Au théâtre, elle tenait le rôle d'Anita dans "Warna", pièce majeure de Paul Willems, pendant 50 représentations au TNB.

GerdaHartman-Warna

A Propos de Warna (Extraits du Livret du Théâtre national de Belgique)

Les noms de rues et les noms de lieux sont la mémoire d'un pays. Là il y avait des «herbes potagères », là une « vallée aux loups» et plus loin un étang où se sont noyés des enfants. Les chansons aussi sont une façon de se souvenir. On y dit que les tambours ont battu à Bergen op Zoom ou que Jean de Nivelles avait un chien. De tout cela, pas trace dans nos livres d'histoire. Les livres ne conservent pas le chant et c'est le chant qui fait la légende.
Les chansons se perdent, les noms de rues changent, bientôt nous n'aurons plus que des dates genre 1830 ou 1555.

Pourtant, de temps en temps, par hasard, une porte s'ouvre et le souffle du passé s'engouffre dans la maison, apportant pêle-mêle feuilles mortes, brindilles et cristaux de neige avec l'écho d'une voix plus ancienne que nous-mêmes et qui chante dans le ton que nous aimons. J'ai senti le souffle du passé quand j'ai appris qu'il existe dans certains villages de Flandre une rue de «la neige noire», dont le nom marque le souvenir d'une famine. Quand? Il y a longtemps.

 

Il y avait eu d'abord de longues guerres entre les Impériaux et les Français, guerres suivies de désordres graves. Il y eut ensuite un hiver très rude. Les gens avaient si faim qu'ils ne pouvaient supporter la vue de la neige. Saisis d'éblouissements, ils voyaient le pays couvert d'un immense drap mortuaire qui se tissait flocon noir à flocon noir. On dit qu'à cette époque des bandes de chiens affamés attaquaient les villages et que certaines régions étaient même tout à fait dépeuplées.

Au milieu de l'anarchie, j'imagine un château à I'abri de ses étangs, pourvu de provisions pour plusieurs années, où vit Warna, vieille femme accrochée à un rêve : son amour pour le chevalier Ernevelde.Elle a rencontré Ernevelde vingt-cinq ans plus tôt. Depuis lors tout a changé, Ernevelde a vieilli : gros, repu, suffisant, il n'a plus rien de ce qu'iI était dans sa jeunesse. D'autre part le pays est en ruines. Plus rien ne subsiste du passé, de la jeunesse de Warna, mais elle s'obstine à affirmer que la vie est comme elle veut qu'elle soit. La passion de Warna est un combat avec la réalité, semblable au combat de l'enfant dans un fort de sable contre la marée montante.

P. WILLEMS

    Une nouvelle version de "Warna"

Pour son décor, metteur en scène Henri Ronse s'inspire de la peinture "Abbaye dans un bois de chênes" de Caspar David Friedrich, ... de la vision du poids réel des guerres, de la neige, du froid, de la peste, de la faim, voulu par le metteur en scène comme contrepoint du rêve fou de Warna d'un monde préservé qui échappe au temps, fondé sur le culte des illusions et le mensonge heureux ...
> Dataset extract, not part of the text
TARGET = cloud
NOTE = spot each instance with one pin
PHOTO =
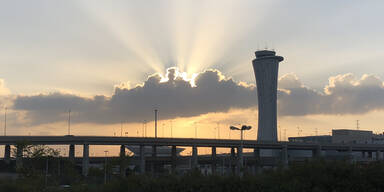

Caspar David Friedrich abbaye-dans-un-bois-de-chene
 Caspar David Friedrich Abbaye dans un bois de chênes
 
 

"Warna au National"

... Il faut dire que l'interprétation est sans la moindre faille, chacun s'imbriquant au tout comme les maillons d'une chaîne. Ils sont parfaits. Et si Marié-Ange Dutheil a une voix dont les vibrations nous violentent au plus intime, si Georges Bossair a le poids dru de la réalité brutale, si Gérard Vivane, Julien Roy, Guy Pion, Catherine Bady, Béatrix Ferauge, Michel Verheyden et Jacques De Bock méritent leur part égale d'éloges,

c'est à Gerda Hartman qu'il convient sans doute de s'arrêter - pour tous les autres - parce qu'elle chante d'une voix haute et mélodieuse étrangement prenante et parce que ... elle parvient à nous émouvoir au plus intime et à nous bouleverser très profondément et durablement.